“Directly competing with open source is a losing proposition” - Google memo author
An internal memo written by a Google engineer was leaked in the past day which makes remarkable admissions about the power of open-source AI in the LLM landscape, with the headline “We Have No Moat And neither does OpenAI” and the thesis that open-source AI is beating both Google and OpenAI in the AI arms race:
we aren’t positioned to win this arms race and neither is OpenAI. While we’ve been squabbling, a third faction has been quietly eating our lunch. I’m talking, of course, about open source. Plainly put, they are lapping us.
As if to make the point, a new AI research paper came out in the past day as well: Distilling Step-by-Step! Outperforming Larger Language Models with Less Training Data and Smaller Model Sizes. This is one of many papers since the seminal Alpaca paper, released a mere two months ago, using distilling and fine-tuning techniques to create excellent small fine-tuned LLMs that match performance of larger LLMs.
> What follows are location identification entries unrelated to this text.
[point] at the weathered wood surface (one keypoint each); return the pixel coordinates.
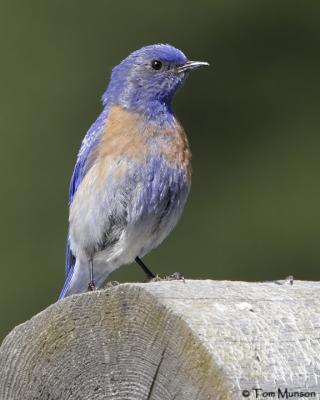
(168, 340)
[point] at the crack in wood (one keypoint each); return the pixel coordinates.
(156, 375)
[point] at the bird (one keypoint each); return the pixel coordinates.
(132, 175)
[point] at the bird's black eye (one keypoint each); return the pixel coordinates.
(156, 64)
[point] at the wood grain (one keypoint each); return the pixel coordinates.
(168, 340)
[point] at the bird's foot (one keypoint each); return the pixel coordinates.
(288, 280)
(176, 276)
(91, 287)
(111, 284)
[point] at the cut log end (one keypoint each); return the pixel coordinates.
(167, 340)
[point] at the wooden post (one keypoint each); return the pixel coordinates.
(169, 341)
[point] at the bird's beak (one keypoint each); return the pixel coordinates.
(189, 65)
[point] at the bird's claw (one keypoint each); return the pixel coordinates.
(91, 287)
(111, 284)
(176, 276)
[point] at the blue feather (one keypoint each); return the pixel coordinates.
(82, 166)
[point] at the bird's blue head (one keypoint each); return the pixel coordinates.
(147, 79)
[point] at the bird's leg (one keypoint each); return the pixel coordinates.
(91, 285)
(146, 270)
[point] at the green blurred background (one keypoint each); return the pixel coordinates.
(252, 120)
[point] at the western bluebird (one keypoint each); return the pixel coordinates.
(132, 175)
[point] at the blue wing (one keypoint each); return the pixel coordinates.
(83, 164)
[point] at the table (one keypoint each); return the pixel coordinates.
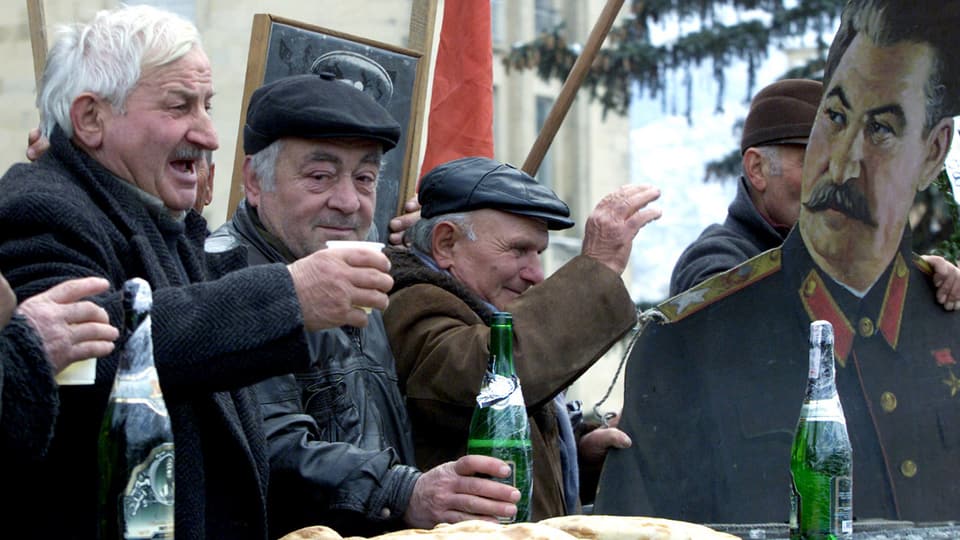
(873, 529)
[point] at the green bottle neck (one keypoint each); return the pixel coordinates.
(501, 345)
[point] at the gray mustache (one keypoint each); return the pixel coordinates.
(844, 198)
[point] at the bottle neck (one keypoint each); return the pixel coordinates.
(501, 347)
(821, 383)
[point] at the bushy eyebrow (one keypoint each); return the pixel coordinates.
(894, 108)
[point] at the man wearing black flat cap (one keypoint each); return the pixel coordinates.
(341, 450)
(477, 250)
(712, 389)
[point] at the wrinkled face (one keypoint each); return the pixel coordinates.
(867, 154)
(157, 143)
(504, 260)
(782, 196)
(326, 189)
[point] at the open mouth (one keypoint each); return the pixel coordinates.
(187, 166)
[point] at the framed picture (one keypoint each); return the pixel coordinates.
(392, 75)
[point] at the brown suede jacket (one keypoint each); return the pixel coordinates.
(439, 335)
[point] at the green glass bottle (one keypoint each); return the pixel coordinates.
(499, 426)
(136, 443)
(821, 461)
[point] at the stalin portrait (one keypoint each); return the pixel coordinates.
(714, 385)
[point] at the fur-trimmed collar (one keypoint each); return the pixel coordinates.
(407, 270)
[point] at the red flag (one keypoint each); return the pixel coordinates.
(460, 122)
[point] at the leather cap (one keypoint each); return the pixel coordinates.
(473, 183)
(315, 107)
(782, 113)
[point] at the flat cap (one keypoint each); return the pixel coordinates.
(315, 107)
(473, 183)
(782, 113)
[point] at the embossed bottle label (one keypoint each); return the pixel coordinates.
(148, 498)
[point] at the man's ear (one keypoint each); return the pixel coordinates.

These items make for a worthwhile addendum to my article on the LLM Landscape, but before we dig into the Google memo itself, a question: Is it real? Simon Willison, who first shared this memo news yesterday, has a tweet supporting its validity, and a Bloomberg report confirmed the author and authenticity. They identified that it was written in April and has been shared widely within Google.
The Open Source AI Challenge
What the Google memo outlines starkly is the remarkably rapid and low-cost rate of progress in open source AI, building on LLM developments:
They are doing things with $100 and 13B params that we struggle with at $10M and 540B. And they are doing so in weeks, not months.
The author raises the alarm about how exposed Google (and OpenAI) is to the rapid evolution of smaller open-source AI models, saying:
We have no secret sauce.
People will not pay for a restricted model when free, unrestricted alternatives are comparable in quality.
Giant models are slowing us down.
His main justification for these points is the “tremendous outpouring of innovation” of building on the LLaMA and Alpaca release:
Here we are, barely a month later, and there are variants with instruction tuning, quantization, quality improvements, human evals, multimodality, RLHF, etc. etc. many of which build on each other.
In particular, he says that LoRA - Low-Rank Adaptation of Large Language Models - “is an incredibly powerful technique we should probably be paying more attention to” because it drastically lowers the cost and difficulty of fine-tuning a model:
The barrier to entry for training and experimentation has dropped from the total output of a major research organization to one person, an evening, and a beefy laptop.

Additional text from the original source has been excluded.